Longing: Inspired by the Law of Gravity

translated from the original Arabic by Chris Millis and Tania Tamari Nasir

Time's out and I'm home alone with the shadow I cast
Gone is the law of the universe, scattered by frivolous fate
Nothing to hold down my things
Nothing to weigh them to the floor
My possessions have flown, they belong to others
My chair, my cupboard, the revolving stool

Alone with the shadow I cast
No father, no mother
No brothers, no sisters to swell
The house full with laughter
Nothing but loneliness and grief
And the rubble of months, the years
Bend my back, slow my steps, blind me to the horizon

I miss the smell of coffee, the scent in the air
Its absence an ecstasy where I drown morning and night

Time's out and I'm home alone
With the shadow I cast

I miss the company of books
Their consolation through trouble and joy

I miss, how I miss my mother's ancient clock, family photos framed on the wall
I miss my oud
For all its silent, severed strings

Time's out and I'm home alone
The curfew hurts
It hurts me, no it kills me, the killing of children near my home

I'm afraid of tomorrow
I'm afraid of the unknowable resources of fate
O God, don't let me be a burden, shunned by young and old
I wait to arrive where the land is silent, I'm waiting for death
Long has been my journey O God
Make the path short and the journey end

First published as Wahsha: Moustalhama min Qanoon al Jathibiya in Al Karmel 72-73, 2002 by arrangement with the estate of Fadwa Touqan. Translation copyright 2006 by Tania Tamari Nasir and Christopher Millis. All rights reserved.



Hamza

Hamza was just an ordinary man
like others in my hometown
who work only with their hands for bread.

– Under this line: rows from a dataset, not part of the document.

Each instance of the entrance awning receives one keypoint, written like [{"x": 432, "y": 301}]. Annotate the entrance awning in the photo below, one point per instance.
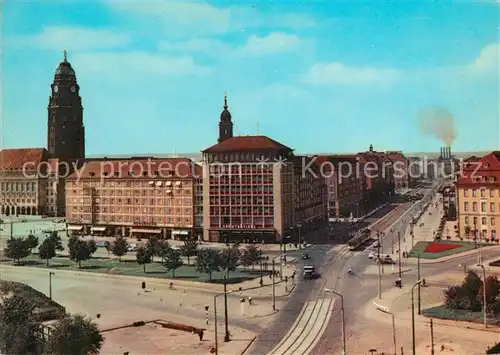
[
  {"x": 153, "y": 231},
  {"x": 98, "y": 229}
]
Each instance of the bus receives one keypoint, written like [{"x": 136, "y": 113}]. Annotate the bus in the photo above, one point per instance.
[{"x": 359, "y": 239}]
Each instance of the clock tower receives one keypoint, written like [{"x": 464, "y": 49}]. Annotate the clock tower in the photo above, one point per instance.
[{"x": 66, "y": 133}]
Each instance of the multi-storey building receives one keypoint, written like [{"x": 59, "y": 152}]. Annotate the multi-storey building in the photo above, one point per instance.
[
  {"x": 139, "y": 197},
  {"x": 345, "y": 185},
  {"x": 310, "y": 195},
  {"x": 400, "y": 170},
  {"x": 23, "y": 181},
  {"x": 478, "y": 197},
  {"x": 249, "y": 186},
  {"x": 32, "y": 180}
]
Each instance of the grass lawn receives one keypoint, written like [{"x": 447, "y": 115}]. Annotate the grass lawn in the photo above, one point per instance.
[
  {"x": 442, "y": 312},
  {"x": 131, "y": 268},
  {"x": 421, "y": 247}
]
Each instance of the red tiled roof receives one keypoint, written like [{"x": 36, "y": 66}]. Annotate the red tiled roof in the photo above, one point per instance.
[
  {"x": 153, "y": 168},
  {"x": 481, "y": 171},
  {"x": 245, "y": 143},
  {"x": 16, "y": 159}
]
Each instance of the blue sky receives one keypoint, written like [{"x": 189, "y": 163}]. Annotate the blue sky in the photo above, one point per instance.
[{"x": 323, "y": 76}]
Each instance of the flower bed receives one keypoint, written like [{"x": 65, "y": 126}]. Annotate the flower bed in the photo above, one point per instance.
[{"x": 436, "y": 247}]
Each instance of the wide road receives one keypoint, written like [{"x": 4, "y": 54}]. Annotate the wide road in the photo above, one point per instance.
[
  {"x": 327, "y": 259},
  {"x": 360, "y": 289}
]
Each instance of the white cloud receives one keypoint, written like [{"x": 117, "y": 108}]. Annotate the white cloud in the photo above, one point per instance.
[
  {"x": 207, "y": 45},
  {"x": 71, "y": 38},
  {"x": 273, "y": 43},
  {"x": 179, "y": 17},
  {"x": 123, "y": 64},
  {"x": 488, "y": 59},
  {"x": 338, "y": 73}
]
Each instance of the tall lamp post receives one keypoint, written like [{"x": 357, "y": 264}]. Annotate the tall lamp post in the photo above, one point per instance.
[
  {"x": 343, "y": 317},
  {"x": 484, "y": 295},
  {"x": 413, "y": 316},
  {"x": 50, "y": 284}
]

When I met him the other day,
this land was wearing a cloak of mourning
in windless silence. And I felt defeated.
But Hamza-the-ordinary said:
‘My sister, our land has a throbbing heart,
it doesn’t cease to beat, and it endures
the unendurable. It keeps the secrets
of hills and wombs. This land sprouting
with spikes and palms is also the land
that gives birth to a freedom-fighter.
This land, my sister, is a woman.’

Days rolled by. I saw Hamza nowhere.
Yet I felt the belly of the land
was heaving in pain.

Hamza — sixty-five — weighs
heavy like a rock on his own back.
‘Burn, burn his house,’
a command screamed,
‘and tie his son in a cell.’
The military ruler of our town later explained:
it was necessary for law and order,
that is, for love and peace!

Armed soldiers gherraoed his house:
the serpent’s coil came full circle.
The bang at the door was but an order —
‘evacuate, damn it!’
And generous as they were with time, they could say:
‘in an hour, yes!’

Hamza opened the window.
Face to face with the sun blazing outside,
he cried: ‘in this house my children
and I will live and die
for Palestine.’
Hamza’s voice echoed clean
across the bleeding silence of the town.

An hour later, impeccably,
the house came crumbling down,
the rooms were blown to pieces in the sky,
and the bricks and the stones all burst forth,
burying dreams and memories of a lifetime

of labor, tears, and some happy moments.

Yesterday I saw Hamza
walking down a street in our town —
Hamza the ordinary man as he always was:
always secure in his determination.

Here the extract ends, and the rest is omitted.